Есть и другая нередкая защита – удушение чувств любви и интенсификация ненависти, – поскольку это менее болезненно, чем выносить вину, порождаемую сочетанием любви, ненависти и зависти. Все это может не выражать себя как ненависть, а принимать вид безразличия. К этому примыкает защита, заключающаяся в уклонении от контактов с людьми. Потребность в независимости, которая, как нам известно, является нормальным явлением развития, может подкрепляться, чтобы избежать благодарности или вины из-за неблагодарности и зависти. В анализе мы обнаруживаем, что бессознательно эта независимость полностью фальшива: индивид остается зависимым от своего внутреннего объекта.
Герберт Розенфельд описал особый метод работы в ситуации, когда отщепленные части личности, включая особенно завистливые и деструктивные, сводятся вместе, и пациент с аналитиком предпринимают шаги по их интеграции. Он показал, что действие вовне, в той мере, в какой оно используется для избегания интеграции, становится защитой от тревог, вызванных принятием завистливой части себя.
Я, конечно же, описала не все защиты от зависти, поскольку их количество бесконечно. Они тесно взаимосвязаны с защитами от деструктивных импульсов и персекуторной и депрессивной тревог. То, насколько они успешны, зависит от многих внешних и внутренних факторов. Как уже было упомянуто, если зависть сильна и поэтому склонна проявляться во всех объектных отношениях, защиты от нее, видимо, ненадежны; в то время как защиты, направленные против деструктивных импульсов, в которых зависть не преобладает, оказываются более эффективными, хотя они и могут накладывать на личность запреты и ограничения.
Когда шизоидные и параноидные черты преобладают, защиты от зависти не могут быть успешны, поскольку атаки человека на предмет зависти ведут только к усилению чувства преследуемое, и он может справиться с ними только посредством новых атак, т. е. путем усиления деструктивных импульсов. Таким образом, устанавливается порочный круг, разрушающий способность противостоять зависти. Особенно это относится к случаям -шизофрении и до некоторой степени объясняет трудности при их лечении.
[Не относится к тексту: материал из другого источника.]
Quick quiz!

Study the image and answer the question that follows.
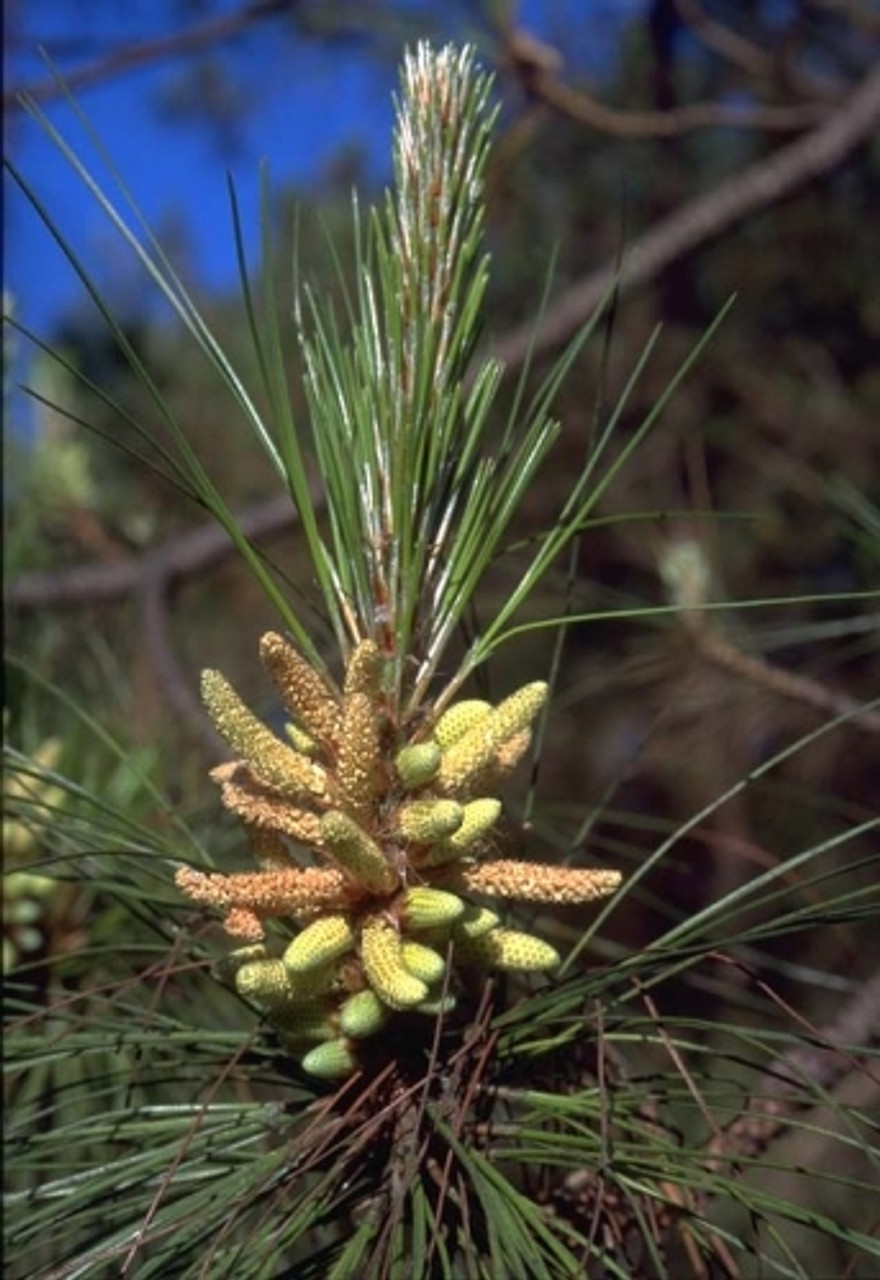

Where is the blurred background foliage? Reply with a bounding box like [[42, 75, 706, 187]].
[[4, 0, 880, 1280]]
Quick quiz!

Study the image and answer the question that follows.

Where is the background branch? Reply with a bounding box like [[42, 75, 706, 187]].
[[492, 64, 880, 367]]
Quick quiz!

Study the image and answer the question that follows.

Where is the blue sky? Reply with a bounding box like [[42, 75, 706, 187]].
[[5, 0, 397, 334], [4, 0, 640, 350]]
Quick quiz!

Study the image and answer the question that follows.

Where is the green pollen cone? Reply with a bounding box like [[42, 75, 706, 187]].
[[400, 938, 446, 987], [397, 800, 464, 845], [284, 911, 354, 973], [455, 929, 559, 973], [434, 698, 492, 751], [400, 884, 464, 929], [321, 809, 398, 893]]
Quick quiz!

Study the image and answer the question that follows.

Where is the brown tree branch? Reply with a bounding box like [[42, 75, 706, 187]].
[[6, 495, 297, 613], [709, 972, 880, 1169], [6, 494, 297, 755], [505, 29, 829, 138], [491, 63, 880, 367], [3, 0, 298, 111]]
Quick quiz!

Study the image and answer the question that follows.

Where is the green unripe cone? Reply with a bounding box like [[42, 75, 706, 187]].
[[400, 938, 446, 987], [339, 988, 390, 1039], [394, 742, 440, 790], [301, 1039, 357, 1080]]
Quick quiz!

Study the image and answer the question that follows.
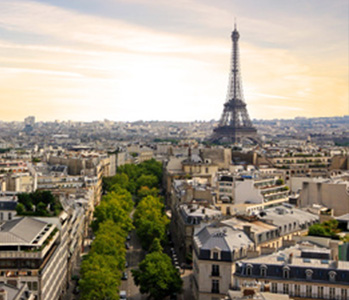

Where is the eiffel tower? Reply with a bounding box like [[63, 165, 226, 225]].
[[210, 24, 257, 143]]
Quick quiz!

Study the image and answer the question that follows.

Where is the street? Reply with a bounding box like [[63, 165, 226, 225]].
[[120, 230, 147, 300]]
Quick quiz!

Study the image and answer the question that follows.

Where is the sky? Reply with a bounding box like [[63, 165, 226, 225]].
[[0, 0, 349, 121]]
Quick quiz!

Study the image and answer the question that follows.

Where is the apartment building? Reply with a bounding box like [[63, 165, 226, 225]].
[[0, 217, 68, 300], [234, 242, 349, 300]]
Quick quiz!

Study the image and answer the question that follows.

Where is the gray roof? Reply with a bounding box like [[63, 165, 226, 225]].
[[0, 201, 17, 210], [335, 213, 349, 222], [0, 217, 47, 245], [260, 206, 319, 226], [0, 283, 31, 300], [194, 226, 253, 252]]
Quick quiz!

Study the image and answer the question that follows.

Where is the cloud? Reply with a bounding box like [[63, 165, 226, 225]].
[[0, 0, 348, 120]]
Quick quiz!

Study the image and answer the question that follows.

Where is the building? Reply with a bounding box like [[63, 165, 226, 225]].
[[216, 172, 289, 215], [193, 224, 254, 300], [0, 217, 68, 300], [299, 178, 349, 216], [0, 283, 35, 300], [234, 242, 349, 300]]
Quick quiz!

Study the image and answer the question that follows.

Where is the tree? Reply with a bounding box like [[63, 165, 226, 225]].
[[137, 186, 159, 199], [149, 238, 163, 253], [92, 198, 133, 233], [133, 196, 169, 249], [16, 203, 25, 215], [131, 251, 183, 300], [136, 174, 158, 189], [79, 253, 121, 300]]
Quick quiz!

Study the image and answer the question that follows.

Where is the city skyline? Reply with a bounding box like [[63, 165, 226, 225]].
[[0, 0, 349, 121]]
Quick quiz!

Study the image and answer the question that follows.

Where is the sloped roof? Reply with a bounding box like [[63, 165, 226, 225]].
[[0, 217, 47, 245], [194, 226, 252, 252]]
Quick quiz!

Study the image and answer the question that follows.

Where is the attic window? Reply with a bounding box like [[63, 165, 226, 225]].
[[246, 264, 253, 276], [328, 271, 337, 282], [305, 269, 313, 280]]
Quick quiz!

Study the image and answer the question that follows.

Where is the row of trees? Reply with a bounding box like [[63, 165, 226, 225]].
[[79, 183, 133, 300], [124, 161, 183, 299], [80, 160, 182, 300]]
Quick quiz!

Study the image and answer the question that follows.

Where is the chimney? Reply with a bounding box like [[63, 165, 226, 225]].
[[0, 289, 7, 300], [244, 225, 251, 237], [334, 255, 338, 269], [288, 252, 293, 264]]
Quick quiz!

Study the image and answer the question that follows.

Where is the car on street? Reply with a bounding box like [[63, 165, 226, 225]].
[[120, 291, 127, 300], [121, 272, 128, 280]]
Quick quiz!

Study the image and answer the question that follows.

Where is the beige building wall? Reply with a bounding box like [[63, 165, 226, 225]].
[[299, 182, 349, 216]]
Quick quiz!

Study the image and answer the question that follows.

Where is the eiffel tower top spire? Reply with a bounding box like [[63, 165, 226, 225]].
[[226, 22, 243, 101]]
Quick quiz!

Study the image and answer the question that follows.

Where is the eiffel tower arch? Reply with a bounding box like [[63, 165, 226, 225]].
[[209, 25, 258, 143]]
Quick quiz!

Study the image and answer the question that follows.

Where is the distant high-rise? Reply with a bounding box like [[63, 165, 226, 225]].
[[24, 116, 35, 126], [210, 25, 257, 143]]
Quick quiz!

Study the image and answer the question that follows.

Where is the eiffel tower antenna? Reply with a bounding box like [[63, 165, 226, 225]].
[[210, 24, 257, 143]]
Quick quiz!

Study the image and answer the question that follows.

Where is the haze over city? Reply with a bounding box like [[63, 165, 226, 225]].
[[0, 0, 349, 121]]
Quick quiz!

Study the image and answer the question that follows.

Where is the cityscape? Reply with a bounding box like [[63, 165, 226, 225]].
[[0, 0, 349, 300]]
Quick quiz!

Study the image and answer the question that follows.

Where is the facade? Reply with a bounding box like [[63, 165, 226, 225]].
[[211, 26, 257, 143], [234, 243, 349, 300], [170, 203, 222, 259], [216, 172, 289, 215], [0, 283, 35, 300], [299, 179, 349, 216], [0, 217, 68, 300], [193, 225, 254, 300], [0, 197, 17, 224]]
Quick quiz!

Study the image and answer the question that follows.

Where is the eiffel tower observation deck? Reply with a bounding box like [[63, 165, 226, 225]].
[[210, 25, 257, 143]]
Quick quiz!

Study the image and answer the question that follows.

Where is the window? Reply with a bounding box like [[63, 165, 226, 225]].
[[246, 265, 252, 276], [211, 265, 219, 276], [328, 271, 337, 282], [330, 288, 336, 299], [212, 279, 219, 294], [261, 265, 267, 277], [283, 283, 289, 294], [213, 252, 218, 260], [294, 284, 301, 297], [283, 267, 290, 279], [317, 286, 324, 299], [305, 285, 313, 298], [305, 269, 313, 280]]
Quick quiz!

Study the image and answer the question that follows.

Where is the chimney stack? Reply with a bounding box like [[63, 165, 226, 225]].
[[0, 289, 7, 300]]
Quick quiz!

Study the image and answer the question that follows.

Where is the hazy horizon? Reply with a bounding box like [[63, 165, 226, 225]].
[[0, 0, 349, 122]]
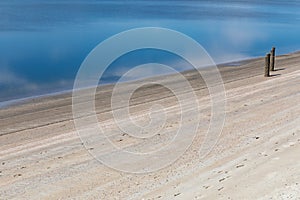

Исход является более благоприятным, если существуют хотя бы частичные отношения с хорошим объектом, поскольку это также означает, что депрессивная позиция частично проработана. Переживание депрессии и вины подразумевает желание уберечь любимый объект и ограничить зависть.
Те защиты, которые я перечислила, а также многие другие образуют часть негативной терапевтической реакции, потому что они являются мощным препятствием для способности взять то, что дает аналитик. Я уже ссылалась на некоторые формы зависти к аналитику. Когда пациент способен испытывать благодарность – а это значит, что в эти моменты он менее завистлив, – он намного более способен получить выгоду от анализа и объединить те достижения, которых он уже добился. Другими словами, чем больше депрессивные черты доминируют над шизоидными и параноидными чертами, тем благоприятнее перспективы излечения.
Стремление возместить вред и потребность помочь объекту зависти – это очень важные средства противодействия зависти. В конечном счете это означает противодействие деструктивным импульсам путем оживления чувства любви.